Mechanism Design-Based Secure Leader Election Model for Intrusion Detection in MANET

In this paper, we study leader election in the presence of selfish nodes for intrusion detection in mobile ad hoc networks (MANETs). To balance the resource consumption among all nodes and prolong the lifetime of an MANET, nodes with the most remaining resources should be elected as the leaders. However, there are two main obstacles in achieving this goal. First, without incentives for serving others, a node might behave selfishly by lying about its remaining resources and avoiding being elected. Second, electing an optimal collection of leaders to minimize the overall resource consumption may incur a prohibitive performance overhead, if such an election requires flooding the network.
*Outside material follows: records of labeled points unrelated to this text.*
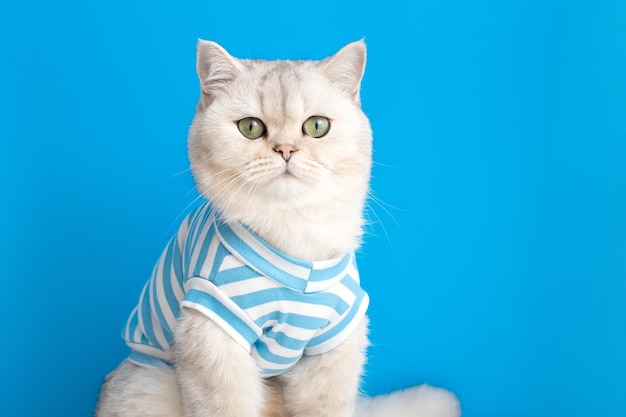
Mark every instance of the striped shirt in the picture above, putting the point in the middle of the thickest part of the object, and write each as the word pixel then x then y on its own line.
pixel 275 306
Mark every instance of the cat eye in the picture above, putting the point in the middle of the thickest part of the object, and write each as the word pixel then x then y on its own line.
pixel 316 126
pixel 251 127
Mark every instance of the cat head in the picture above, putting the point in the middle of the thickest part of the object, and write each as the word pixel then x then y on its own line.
pixel 280 135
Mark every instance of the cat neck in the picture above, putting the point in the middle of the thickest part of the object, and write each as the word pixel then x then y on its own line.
pixel 313 234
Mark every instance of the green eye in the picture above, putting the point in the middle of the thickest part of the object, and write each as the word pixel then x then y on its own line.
pixel 316 126
pixel 251 127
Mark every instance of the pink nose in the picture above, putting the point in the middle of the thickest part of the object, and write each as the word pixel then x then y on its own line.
pixel 285 151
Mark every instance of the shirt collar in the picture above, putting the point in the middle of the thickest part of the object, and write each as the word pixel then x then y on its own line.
pixel 296 274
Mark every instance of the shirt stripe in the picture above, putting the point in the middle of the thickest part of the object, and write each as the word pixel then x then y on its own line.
pixel 275 306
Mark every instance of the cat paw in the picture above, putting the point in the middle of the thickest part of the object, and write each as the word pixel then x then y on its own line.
pixel 420 401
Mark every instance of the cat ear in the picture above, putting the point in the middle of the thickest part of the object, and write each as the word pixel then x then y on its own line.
pixel 216 68
pixel 346 68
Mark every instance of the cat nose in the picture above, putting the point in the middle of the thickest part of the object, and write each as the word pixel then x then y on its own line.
pixel 285 151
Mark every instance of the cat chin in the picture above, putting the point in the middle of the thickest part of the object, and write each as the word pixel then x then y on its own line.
pixel 287 186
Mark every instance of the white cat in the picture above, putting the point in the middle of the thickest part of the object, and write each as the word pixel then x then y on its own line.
pixel 255 308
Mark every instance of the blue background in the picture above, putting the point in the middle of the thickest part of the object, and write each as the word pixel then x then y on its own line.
pixel 497 255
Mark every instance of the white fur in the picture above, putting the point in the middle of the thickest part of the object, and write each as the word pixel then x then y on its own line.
pixel 309 207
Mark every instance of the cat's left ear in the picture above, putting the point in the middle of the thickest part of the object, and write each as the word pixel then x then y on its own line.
pixel 216 69
pixel 346 68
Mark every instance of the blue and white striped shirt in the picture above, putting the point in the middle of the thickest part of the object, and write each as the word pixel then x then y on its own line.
pixel 275 306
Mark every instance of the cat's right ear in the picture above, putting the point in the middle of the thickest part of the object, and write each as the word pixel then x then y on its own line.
pixel 216 68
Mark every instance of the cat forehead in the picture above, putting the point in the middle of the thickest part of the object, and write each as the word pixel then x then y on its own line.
pixel 285 90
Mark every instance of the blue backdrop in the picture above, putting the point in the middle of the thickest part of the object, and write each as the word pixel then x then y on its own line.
pixel 496 258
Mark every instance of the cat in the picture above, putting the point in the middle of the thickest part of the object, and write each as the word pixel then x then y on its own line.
pixel 255 308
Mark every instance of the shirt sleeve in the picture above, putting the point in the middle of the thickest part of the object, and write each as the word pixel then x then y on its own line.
pixel 205 297
pixel 333 335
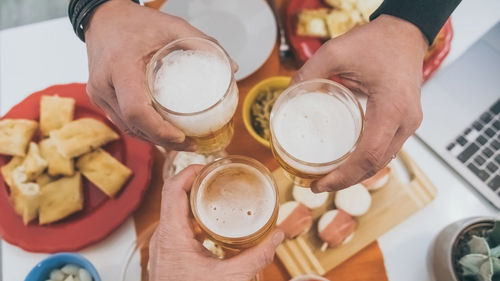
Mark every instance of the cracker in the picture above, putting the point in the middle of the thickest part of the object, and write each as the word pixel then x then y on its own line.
pixel 55 112
pixel 312 23
pixel 57 164
pixel 34 164
pixel 81 136
pixel 15 134
pixel 26 200
pixel 7 169
pixel 60 199
pixel 104 171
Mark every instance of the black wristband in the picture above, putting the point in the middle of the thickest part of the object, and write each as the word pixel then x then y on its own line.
pixel 79 12
pixel 428 15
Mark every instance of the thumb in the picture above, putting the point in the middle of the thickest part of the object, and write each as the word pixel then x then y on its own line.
pixel 250 262
pixel 319 65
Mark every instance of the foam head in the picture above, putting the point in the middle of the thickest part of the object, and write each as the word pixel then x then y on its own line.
pixel 197 89
pixel 314 127
pixel 235 200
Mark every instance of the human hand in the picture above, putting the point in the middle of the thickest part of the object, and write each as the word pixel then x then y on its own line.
pixel 383 60
pixel 121 39
pixel 175 254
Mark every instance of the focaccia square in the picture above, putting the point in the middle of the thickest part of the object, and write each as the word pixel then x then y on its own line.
pixel 104 171
pixel 33 164
pixel 81 136
pixel 55 112
pixel 45 179
pixel 60 199
pixel 57 164
pixel 312 23
pixel 15 134
pixel 9 168
pixel 340 22
pixel 25 198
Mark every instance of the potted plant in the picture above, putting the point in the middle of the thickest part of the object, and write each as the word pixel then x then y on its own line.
pixel 467 250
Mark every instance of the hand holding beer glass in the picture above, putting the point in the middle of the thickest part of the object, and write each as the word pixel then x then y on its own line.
pixel 315 126
pixel 174 252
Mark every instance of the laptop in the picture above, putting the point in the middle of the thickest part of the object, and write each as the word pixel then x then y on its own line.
pixel 461 106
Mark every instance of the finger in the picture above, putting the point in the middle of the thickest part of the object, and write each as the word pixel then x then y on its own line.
pixel 250 262
pixel 381 123
pixel 130 86
pixel 175 203
pixel 317 67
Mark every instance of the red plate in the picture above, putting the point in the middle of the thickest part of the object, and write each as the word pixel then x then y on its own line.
pixel 100 215
pixel 304 47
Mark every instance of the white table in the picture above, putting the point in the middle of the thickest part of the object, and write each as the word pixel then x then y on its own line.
pixel 36 56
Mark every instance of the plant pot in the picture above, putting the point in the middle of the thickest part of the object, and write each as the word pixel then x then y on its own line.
pixel 440 259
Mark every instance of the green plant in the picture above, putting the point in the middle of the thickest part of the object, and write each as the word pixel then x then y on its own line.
pixel 483 260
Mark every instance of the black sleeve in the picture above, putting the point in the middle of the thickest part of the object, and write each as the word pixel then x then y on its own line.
pixel 428 15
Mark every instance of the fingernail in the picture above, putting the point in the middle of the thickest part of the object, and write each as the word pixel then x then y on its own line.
pixel 278 238
pixel 316 188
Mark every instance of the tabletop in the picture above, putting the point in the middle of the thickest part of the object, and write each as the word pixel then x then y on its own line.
pixel 36 56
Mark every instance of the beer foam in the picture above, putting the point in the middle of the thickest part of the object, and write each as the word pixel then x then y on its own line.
pixel 235 200
pixel 316 128
pixel 192 81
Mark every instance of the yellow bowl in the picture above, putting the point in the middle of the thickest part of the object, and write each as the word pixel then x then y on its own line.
pixel 274 82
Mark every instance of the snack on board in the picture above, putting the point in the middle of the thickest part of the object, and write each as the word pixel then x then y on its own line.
pixel 379 180
pixel 342 16
pixel 60 199
pixel 312 23
pixel 81 136
pixel 335 227
pixel 55 112
pixel 294 218
pixel 107 173
pixel 317 202
pixel 15 134
pixel 341 21
pixel 57 164
pixel 354 200
pixel 33 163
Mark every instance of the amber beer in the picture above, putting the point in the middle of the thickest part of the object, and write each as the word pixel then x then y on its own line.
pixel 192 86
pixel 234 201
pixel 315 126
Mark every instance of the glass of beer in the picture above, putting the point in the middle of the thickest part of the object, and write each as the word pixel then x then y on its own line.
pixel 191 85
pixel 235 203
pixel 315 126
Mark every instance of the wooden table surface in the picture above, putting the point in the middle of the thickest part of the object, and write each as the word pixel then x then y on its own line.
pixel 366 265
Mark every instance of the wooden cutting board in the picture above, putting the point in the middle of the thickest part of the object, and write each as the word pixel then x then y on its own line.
pixel 391 205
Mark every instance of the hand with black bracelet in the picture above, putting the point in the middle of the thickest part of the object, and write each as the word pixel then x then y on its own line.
pixel 121 37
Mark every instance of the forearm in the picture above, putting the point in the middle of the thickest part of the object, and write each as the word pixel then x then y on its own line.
pixel 428 15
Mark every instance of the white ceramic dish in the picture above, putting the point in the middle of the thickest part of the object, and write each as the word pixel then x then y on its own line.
pixel 245 28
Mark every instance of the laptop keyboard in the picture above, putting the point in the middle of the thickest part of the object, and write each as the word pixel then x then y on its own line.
pixel 478 147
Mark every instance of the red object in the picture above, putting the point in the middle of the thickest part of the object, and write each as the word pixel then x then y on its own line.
pixel 101 215
pixel 304 47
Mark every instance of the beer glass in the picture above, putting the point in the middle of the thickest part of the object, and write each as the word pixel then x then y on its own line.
pixel 235 203
pixel 315 126
pixel 191 85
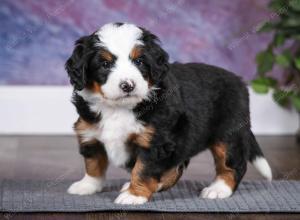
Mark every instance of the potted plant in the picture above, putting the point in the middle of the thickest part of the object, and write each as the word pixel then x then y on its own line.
pixel 283 53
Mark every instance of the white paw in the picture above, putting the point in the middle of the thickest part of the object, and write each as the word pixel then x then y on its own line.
pixel 217 190
pixel 87 186
pixel 125 186
pixel 126 198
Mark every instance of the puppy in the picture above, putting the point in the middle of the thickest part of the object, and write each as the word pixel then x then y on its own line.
pixel 139 112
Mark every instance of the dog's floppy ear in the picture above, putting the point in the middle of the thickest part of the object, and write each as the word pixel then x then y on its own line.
pixel 76 65
pixel 159 59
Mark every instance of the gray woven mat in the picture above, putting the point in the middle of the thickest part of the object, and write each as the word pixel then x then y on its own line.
pixel 51 196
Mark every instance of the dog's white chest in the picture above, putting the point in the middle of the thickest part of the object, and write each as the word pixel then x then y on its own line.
pixel 115 127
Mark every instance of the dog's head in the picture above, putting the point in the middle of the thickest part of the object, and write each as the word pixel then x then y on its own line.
pixel 123 63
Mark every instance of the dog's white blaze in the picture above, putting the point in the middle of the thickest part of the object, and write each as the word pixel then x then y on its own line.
pixel 120 40
pixel 217 189
pixel 115 126
pixel 263 167
pixel 87 185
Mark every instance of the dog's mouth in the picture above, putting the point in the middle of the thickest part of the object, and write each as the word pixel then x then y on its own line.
pixel 126 97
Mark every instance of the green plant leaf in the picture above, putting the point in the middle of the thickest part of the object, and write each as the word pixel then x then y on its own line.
pixel 277 5
pixel 265 61
pixel 281 97
pixel 262 84
pixel 295 4
pixel 259 88
pixel 279 39
pixel 290 22
pixel 284 59
pixel 297 62
pixel 265 27
pixel 296 101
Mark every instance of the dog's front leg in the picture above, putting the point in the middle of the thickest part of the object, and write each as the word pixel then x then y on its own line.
pixel 140 189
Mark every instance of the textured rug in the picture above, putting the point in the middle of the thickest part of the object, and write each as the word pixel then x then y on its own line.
pixel 51 196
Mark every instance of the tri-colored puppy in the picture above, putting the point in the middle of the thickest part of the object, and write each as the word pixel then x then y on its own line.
pixel 138 111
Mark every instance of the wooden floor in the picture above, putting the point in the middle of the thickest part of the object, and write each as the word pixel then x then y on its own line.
pixel 56 157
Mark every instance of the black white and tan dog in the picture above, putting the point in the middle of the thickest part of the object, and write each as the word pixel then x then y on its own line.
pixel 138 111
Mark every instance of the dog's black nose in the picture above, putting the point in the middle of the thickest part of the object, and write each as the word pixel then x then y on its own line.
pixel 127 86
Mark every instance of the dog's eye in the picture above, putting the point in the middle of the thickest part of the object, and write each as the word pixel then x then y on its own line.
pixel 138 61
pixel 106 64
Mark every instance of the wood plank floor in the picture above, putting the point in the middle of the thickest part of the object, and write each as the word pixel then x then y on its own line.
pixel 56 157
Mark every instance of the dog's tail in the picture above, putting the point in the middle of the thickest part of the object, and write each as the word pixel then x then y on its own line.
pixel 258 160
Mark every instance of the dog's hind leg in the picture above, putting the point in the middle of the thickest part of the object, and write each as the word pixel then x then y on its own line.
pixel 231 165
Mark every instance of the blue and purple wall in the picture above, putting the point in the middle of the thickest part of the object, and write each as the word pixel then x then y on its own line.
pixel 36 37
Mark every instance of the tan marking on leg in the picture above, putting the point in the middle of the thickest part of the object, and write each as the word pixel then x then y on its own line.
pixel 143 139
pixel 223 172
pixel 80 127
pixel 139 185
pixel 106 55
pixel 96 166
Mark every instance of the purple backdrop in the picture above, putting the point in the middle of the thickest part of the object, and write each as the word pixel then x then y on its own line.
pixel 37 36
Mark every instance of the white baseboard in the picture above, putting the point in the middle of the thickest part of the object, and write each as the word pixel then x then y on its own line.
pixel 48 110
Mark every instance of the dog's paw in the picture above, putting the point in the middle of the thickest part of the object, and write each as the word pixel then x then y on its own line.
pixel 126 198
pixel 217 190
pixel 87 186
pixel 125 186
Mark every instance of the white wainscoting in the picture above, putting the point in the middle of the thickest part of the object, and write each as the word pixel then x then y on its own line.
pixel 48 110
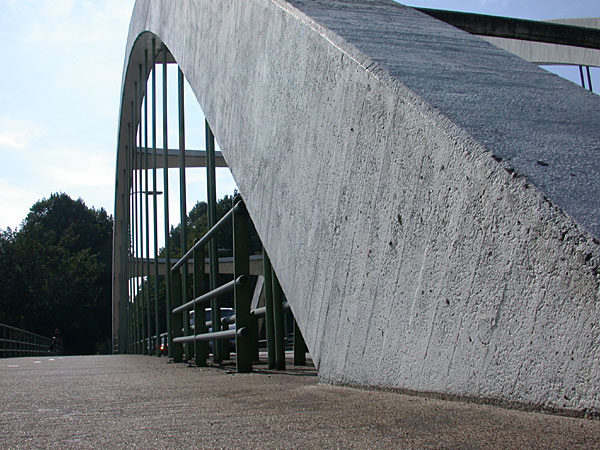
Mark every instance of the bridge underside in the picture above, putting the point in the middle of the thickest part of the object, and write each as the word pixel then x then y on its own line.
pixel 429 202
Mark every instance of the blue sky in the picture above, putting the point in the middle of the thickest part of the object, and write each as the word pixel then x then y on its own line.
pixel 59 95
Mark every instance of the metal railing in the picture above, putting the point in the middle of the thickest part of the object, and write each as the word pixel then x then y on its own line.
pixel 246 340
pixel 134 329
pixel 15 342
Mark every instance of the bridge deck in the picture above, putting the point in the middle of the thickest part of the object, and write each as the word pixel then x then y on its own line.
pixel 144 402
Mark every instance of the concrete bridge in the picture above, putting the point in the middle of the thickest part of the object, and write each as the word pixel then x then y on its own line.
pixel 429 202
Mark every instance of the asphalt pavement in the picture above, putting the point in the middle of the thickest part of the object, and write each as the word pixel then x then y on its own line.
pixel 100 402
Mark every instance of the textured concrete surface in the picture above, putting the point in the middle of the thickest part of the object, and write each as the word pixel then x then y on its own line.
pixel 430 202
pixel 144 402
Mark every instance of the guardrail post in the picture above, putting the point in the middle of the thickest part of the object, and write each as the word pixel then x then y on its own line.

To address the issue of selfish nodes, we present a solution based on mechanism design theory. More specifically, the solution provides nodes with incentives in the form of reputations to encourage nodes in honestly participating in the election process. The amount of incentives is based on the Vickrey, Clarke, and Groves (VCG) model to ensure truth-telling to be the dominant strategy for any node. To address the optimal election issue, we propose a series of local election algorithms that can lead to globally optimal election results with a low cost. We address these issues in two possible application settings, namely, Cluster-Dependent Leader Election (CDLE) and Cluster-Independent Leader Election (CILE). The former assumes given clusters of nodes, whereas the latter does not require any preclustering. Finally, we justify the effectiveness of the proposed schemes through extensive experiments.